New faculty profile: Alexandra Protopopova
Assistant Professor Alexandra (Sasha) Protopopova wants to know why some animals are adopted into new homes while others are left behind.
As the inaugural BC SPCA Chair in Companion Animal Welfare, she wants to understand how adopters make choices in animal shelters and what can be done to increase adoptions. With a PhD and MSc in Behaviour Analysis (Psychology) at the University of Florida and two Bachelor of Science degrees from the University of Massachusetts Amherst (one in Pre- Veterinary and Animal Sciences and the other in Neuroscience), Protopopova aims to improve the welfare of companion animals in shelters, pet homes and service work.
As a new faculty member at UBC, she is excited to collaborate with our leading animal welfare experts and to mentor the most enthusiastic students she has met thus far.
One of her current projects, led by PhD student Allison Andrukonis, is to validate a new, non-invasive measure of cat stress in animal shelters, and find out if this measure can predict success in foster homes. Another project, led by PhD student Megan Arant, investigates the effect of various handling techniques of therapy dogs on dog welfare outcomes, as well as the children’s received benefits from these dogs.
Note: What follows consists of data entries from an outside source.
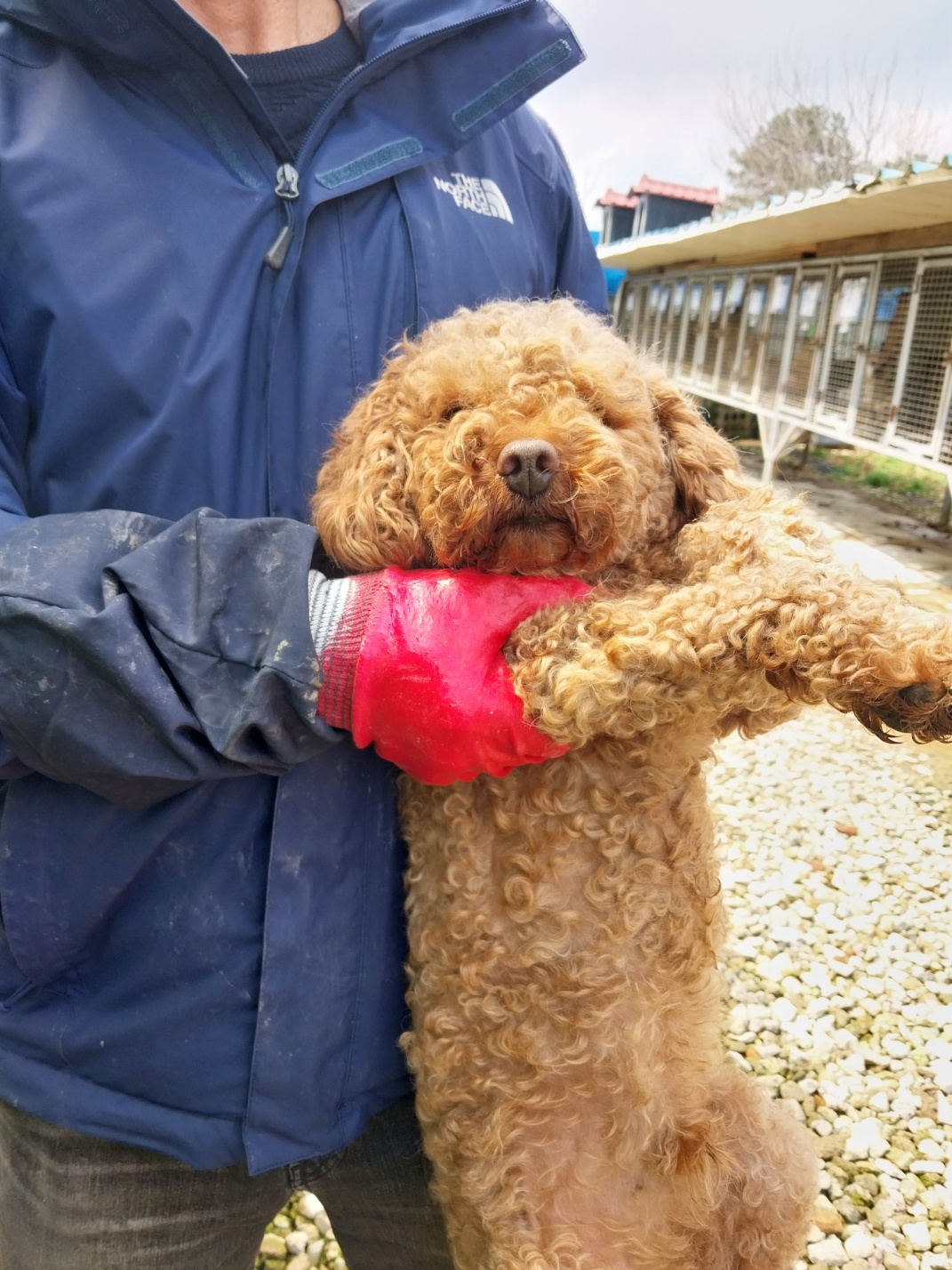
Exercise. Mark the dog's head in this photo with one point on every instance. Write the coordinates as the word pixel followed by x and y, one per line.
pixel 521 437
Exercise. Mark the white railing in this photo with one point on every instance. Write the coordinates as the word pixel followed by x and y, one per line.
pixel 857 348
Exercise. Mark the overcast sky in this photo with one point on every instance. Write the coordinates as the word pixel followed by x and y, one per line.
pixel 650 97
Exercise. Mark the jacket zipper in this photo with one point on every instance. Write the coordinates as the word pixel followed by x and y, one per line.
pixel 287 190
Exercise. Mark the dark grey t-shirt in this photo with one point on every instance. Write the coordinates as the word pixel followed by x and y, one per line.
pixel 296 83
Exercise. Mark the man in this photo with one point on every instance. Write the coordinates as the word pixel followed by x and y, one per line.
pixel 215 219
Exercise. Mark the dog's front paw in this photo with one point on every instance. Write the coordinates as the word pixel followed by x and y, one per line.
pixel 922 710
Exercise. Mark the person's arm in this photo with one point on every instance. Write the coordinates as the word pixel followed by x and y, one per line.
pixel 139 658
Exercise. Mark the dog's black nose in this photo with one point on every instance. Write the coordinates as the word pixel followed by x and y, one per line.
pixel 527 466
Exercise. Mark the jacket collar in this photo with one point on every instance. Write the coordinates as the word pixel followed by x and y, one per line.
pixel 474 61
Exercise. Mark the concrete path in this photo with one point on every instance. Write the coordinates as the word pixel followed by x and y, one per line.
pixel 884 543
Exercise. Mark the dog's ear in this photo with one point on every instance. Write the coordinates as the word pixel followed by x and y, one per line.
pixel 362 507
pixel 705 465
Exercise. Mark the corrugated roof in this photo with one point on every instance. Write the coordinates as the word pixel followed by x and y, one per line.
pixel 669 189
pixel 785 225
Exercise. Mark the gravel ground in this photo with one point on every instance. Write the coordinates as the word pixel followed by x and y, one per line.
pixel 836 868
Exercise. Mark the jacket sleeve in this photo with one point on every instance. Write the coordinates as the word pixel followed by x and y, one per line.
pixel 139 658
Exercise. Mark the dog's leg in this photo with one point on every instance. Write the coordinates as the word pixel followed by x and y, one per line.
pixel 738 644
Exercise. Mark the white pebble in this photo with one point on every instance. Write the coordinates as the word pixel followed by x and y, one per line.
pixel 829 1250
pixel 308 1205
pixel 918 1234
pixel 860 1245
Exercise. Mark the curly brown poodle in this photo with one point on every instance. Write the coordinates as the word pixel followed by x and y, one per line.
pixel 565 922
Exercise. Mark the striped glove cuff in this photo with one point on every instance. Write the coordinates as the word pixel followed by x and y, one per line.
pixel 338 610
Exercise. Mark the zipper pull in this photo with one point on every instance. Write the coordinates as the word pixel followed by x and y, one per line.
pixel 287 181
pixel 288 190
pixel 278 251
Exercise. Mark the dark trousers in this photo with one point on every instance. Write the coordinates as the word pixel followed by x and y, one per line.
pixel 75 1203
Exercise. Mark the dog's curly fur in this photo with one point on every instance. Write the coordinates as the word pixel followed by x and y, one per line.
pixel 565 922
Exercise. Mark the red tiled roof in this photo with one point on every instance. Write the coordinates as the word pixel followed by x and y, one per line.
pixel 649 186
pixel 612 198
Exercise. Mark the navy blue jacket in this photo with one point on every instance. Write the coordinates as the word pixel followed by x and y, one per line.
pixel 201 884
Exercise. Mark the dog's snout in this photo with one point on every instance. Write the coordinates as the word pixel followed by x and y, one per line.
pixel 527 466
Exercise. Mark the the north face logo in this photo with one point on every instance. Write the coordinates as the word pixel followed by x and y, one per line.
pixel 476 195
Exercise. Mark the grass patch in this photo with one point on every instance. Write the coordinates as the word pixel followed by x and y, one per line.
pixel 916 492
Her most fulfilling research projects combine community engagement with applied research.
“Last year, my lab organized 10 community pet adoption events, in which we collected marketing data on consumer perception of various variables within the event,” said Protopopova. “The aim of the study was to establish best-practices for conducting off-site dog adoption events with the goal of understanding how adopters make choices to increase adoption rates and decrease unnecessary dog euthanasia.” Not only did they collect lifesaving data, but 40 dogs were also successfully adopted.
She is collaborating with Wesley Dotson, an autism expert and behaviour analyst from the Texas Tech University Burkhart Centre for Autism Education and Research. They are in the middle of a National Institutes of Health-funded clinical trial on the effect of therapy dogs in social skills group classes for children with autism spectrum disorders.
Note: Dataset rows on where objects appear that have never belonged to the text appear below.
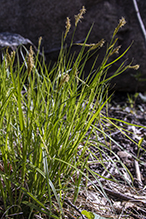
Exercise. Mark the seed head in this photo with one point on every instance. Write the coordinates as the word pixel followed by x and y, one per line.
pixel 68 26
pixel 92 45
pixel 135 67
pixel 122 22
pixel 30 60
pixel 80 15
pixel 99 44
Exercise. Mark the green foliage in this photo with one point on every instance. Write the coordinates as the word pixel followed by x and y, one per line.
pixel 46 120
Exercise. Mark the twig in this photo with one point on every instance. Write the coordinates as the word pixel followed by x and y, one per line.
pixel 72 205
pixel 139 19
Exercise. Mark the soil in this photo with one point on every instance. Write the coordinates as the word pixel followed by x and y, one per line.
pixel 119 190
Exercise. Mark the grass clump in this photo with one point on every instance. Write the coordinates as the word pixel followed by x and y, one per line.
pixel 47 121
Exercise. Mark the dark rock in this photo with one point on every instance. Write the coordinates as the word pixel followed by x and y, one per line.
pixel 15 42
pixel 32 20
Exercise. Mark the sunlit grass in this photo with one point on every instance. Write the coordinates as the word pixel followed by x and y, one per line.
pixel 47 122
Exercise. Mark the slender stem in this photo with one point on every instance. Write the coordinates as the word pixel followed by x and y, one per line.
pixel 139 18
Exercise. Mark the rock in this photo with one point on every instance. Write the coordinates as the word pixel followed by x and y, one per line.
pixel 32 20
pixel 15 42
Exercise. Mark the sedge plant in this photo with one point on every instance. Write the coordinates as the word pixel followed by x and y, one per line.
pixel 47 120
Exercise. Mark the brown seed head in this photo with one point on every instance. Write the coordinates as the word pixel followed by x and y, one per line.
pixel 135 67
pixel 30 60
pixel 68 26
pixel 122 22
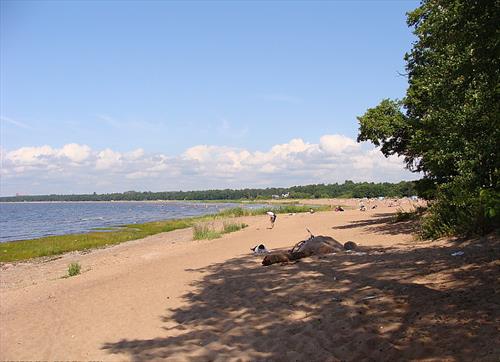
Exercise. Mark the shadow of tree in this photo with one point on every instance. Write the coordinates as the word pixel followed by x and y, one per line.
pixel 397 304
pixel 382 223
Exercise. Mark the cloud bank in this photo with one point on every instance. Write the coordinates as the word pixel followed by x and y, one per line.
pixel 77 168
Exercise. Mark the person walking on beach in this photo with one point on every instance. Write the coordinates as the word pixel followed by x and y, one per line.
pixel 272 218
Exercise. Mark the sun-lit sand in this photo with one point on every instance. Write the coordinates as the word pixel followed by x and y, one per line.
pixel 169 297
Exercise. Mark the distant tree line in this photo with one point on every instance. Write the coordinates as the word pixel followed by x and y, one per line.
pixel 345 190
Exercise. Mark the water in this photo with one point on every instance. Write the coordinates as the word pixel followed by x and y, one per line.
pixel 19 221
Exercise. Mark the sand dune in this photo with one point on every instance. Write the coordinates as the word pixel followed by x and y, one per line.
pixel 168 297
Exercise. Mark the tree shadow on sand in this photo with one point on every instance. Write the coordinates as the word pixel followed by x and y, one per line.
pixel 393 305
pixel 382 223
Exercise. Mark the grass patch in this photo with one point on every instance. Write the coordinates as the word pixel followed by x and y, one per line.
pixel 402 215
pixel 231 227
pixel 205 231
pixel 56 245
pixel 208 231
pixel 74 269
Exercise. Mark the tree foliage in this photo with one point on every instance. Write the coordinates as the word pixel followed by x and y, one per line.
pixel 347 189
pixel 448 124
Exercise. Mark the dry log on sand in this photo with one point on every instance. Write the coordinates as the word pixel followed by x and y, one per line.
pixel 315 245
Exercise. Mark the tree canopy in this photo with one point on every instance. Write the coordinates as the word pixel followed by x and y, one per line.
pixel 448 124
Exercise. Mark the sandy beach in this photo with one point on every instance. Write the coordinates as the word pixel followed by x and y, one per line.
pixel 167 297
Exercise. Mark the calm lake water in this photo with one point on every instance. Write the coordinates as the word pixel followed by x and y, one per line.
pixel 20 221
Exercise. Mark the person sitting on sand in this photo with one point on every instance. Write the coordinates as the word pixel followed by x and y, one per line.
pixel 272 218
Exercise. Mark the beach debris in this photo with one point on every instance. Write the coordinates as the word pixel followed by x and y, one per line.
pixel 315 245
pixel 259 249
pixel 350 245
pixel 369 297
pixel 272 218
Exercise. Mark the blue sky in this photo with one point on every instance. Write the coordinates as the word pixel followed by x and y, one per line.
pixel 164 77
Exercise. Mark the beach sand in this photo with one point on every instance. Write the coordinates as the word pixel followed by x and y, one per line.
pixel 169 297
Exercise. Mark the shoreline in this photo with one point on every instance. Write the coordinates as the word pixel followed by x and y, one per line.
pixel 18 250
pixel 168 296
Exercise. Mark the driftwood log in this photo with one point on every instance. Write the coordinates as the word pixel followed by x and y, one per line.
pixel 315 245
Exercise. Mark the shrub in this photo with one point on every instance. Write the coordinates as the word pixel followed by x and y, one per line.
pixel 232 227
pixel 205 231
pixel 74 269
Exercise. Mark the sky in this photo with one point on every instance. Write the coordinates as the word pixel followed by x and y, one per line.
pixel 111 96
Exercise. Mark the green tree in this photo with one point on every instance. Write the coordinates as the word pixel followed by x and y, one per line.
pixel 448 124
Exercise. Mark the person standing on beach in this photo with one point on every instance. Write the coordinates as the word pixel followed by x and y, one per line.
pixel 272 218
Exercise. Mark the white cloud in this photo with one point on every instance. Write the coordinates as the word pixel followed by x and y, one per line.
pixel 75 152
pixel 31 155
pixel 334 158
pixel 337 144
pixel 108 159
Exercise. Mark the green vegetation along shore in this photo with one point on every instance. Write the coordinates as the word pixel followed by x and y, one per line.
pixel 346 190
pixel 55 245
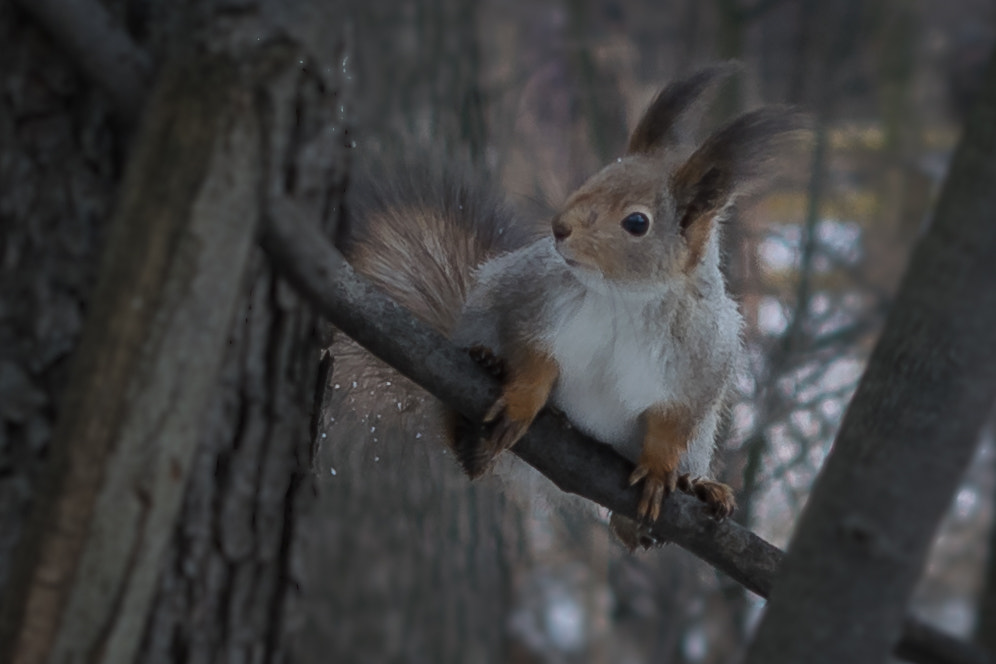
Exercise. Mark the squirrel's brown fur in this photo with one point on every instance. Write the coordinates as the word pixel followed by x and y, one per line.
pixel 620 318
With her educational background in behaviour analysis, Protopopova relies greatly on single-subject experimental designs control for experimental variability, which is ideally suited to investigate any interventions that affect behavioural change in humans and animals.
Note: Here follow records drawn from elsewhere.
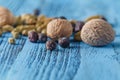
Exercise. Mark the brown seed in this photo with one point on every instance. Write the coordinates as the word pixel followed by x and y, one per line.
pixel 41 18
pixel 77 36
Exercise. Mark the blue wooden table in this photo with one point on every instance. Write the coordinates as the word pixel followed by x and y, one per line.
pixel 30 61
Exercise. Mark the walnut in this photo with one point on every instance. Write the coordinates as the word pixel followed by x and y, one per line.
pixel 59 28
pixel 97 32
pixel 6 17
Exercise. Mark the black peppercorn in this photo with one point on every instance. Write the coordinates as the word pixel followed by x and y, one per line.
pixel 78 26
pixel 36 12
pixel 64 42
pixel 50 45
pixel 33 36
pixel 42 38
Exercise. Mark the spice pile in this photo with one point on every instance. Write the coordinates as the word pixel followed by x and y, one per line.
pixel 95 30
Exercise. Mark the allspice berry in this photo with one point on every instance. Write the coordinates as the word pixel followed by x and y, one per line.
pixel 59 28
pixel 6 17
pixel 97 32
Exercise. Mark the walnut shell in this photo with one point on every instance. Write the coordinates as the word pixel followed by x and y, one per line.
pixel 59 28
pixel 97 32
pixel 6 17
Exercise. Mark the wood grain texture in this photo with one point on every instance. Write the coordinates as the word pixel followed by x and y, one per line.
pixel 30 61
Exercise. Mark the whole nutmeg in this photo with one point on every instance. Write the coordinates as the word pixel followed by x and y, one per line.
pixel 33 36
pixel 97 32
pixel 59 28
pixel 6 17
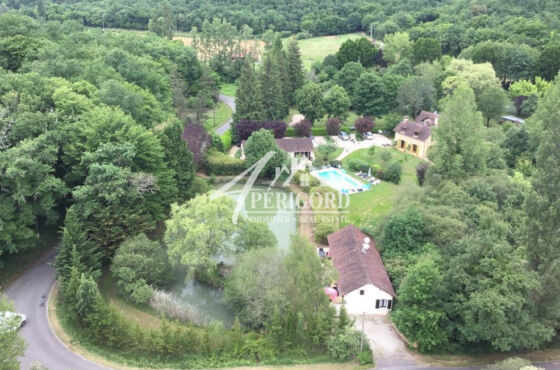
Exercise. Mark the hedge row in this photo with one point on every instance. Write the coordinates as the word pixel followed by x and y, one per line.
pixel 218 163
pixel 315 131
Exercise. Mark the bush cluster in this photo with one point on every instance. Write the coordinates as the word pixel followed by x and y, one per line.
pixel 218 163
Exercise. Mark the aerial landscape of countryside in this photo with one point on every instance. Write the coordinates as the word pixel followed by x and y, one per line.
pixel 280 185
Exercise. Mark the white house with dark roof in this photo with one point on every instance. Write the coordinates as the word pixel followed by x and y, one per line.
pixel 363 281
pixel 415 137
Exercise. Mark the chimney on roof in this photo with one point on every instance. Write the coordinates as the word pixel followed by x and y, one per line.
pixel 365 246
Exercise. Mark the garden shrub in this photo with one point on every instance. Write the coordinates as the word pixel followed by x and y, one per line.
pixel 345 344
pixel 217 142
pixel 221 164
pixel 393 172
pixel 138 264
pixel 358 165
pixel 318 131
pixel 366 357
pixel 176 309
pixel 199 186
pixel 323 230
pixel 290 132
pixel 333 126
pixel 303 128
pixel 226 140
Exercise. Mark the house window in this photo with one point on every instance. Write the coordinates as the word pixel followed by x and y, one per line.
pixel 383 303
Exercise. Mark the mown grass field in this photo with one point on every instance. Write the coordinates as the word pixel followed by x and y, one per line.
pixel 228 89
pixel 317 48
pixel 219 116
pixel 369 206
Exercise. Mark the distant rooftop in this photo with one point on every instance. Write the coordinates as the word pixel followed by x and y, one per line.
pixel 513 119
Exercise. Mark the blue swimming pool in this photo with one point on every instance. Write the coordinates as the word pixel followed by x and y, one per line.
pixel 339 180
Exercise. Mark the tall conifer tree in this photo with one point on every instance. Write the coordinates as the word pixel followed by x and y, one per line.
pixel 295 69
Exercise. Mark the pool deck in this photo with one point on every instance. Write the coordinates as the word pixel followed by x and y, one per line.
pixel 360 184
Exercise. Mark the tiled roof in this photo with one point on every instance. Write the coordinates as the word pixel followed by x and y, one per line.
pixel 356 268
pixel 296 145
pixel 416 130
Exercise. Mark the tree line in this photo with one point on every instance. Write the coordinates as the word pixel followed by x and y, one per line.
pixel 472 252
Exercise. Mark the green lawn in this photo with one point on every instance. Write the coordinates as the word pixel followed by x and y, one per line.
pixel 11 265
pixel 369 206
pixel 228 89
pixel 223 114
pixel 317 48
pixel 333 155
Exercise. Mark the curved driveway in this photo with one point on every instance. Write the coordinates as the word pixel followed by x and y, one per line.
pixel 30 293
pixel 220 130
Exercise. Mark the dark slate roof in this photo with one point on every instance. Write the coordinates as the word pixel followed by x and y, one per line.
pixel 423 116
pixel 295 145
pixel 420 130
pixel 355 268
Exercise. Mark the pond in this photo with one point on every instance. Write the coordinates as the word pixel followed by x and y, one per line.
pixel 281 219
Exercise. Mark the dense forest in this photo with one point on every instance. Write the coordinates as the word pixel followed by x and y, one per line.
pixel 79 107
pixel 456 23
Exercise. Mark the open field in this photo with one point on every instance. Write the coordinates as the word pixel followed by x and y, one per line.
pixel 317 48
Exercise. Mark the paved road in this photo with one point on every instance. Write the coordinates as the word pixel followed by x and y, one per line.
pixel 30 293
pixel 226 126
pixel 390 351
In such designs, each participant experiences both the experimental and control (baseline) conditions repeatedly until data differentiation is seen. “We can be convinced of the effect or lack thereof of the intervention on that specific individual,” she said. “We repeat these studies across individuals to obtain generalization. In the end, one can say, ‘for seven out of 10 people, this intervention was effective,’ rather than saying, ‘this intervention was, on average, effective,’ which is less precise.”
Some of the planned projects she will do in collaboration with the BC SPCA span various topics such as pet dog import, behaviour and welfare of rabbits and pet rats, rehabilitation of cats from hoarding cases, and the human aspect of the animal-human bond.
“A close collaboration with the BC SPCA is a dream come true,” said Protopopova. “I get to focus on applied research while making a real difference in the community.”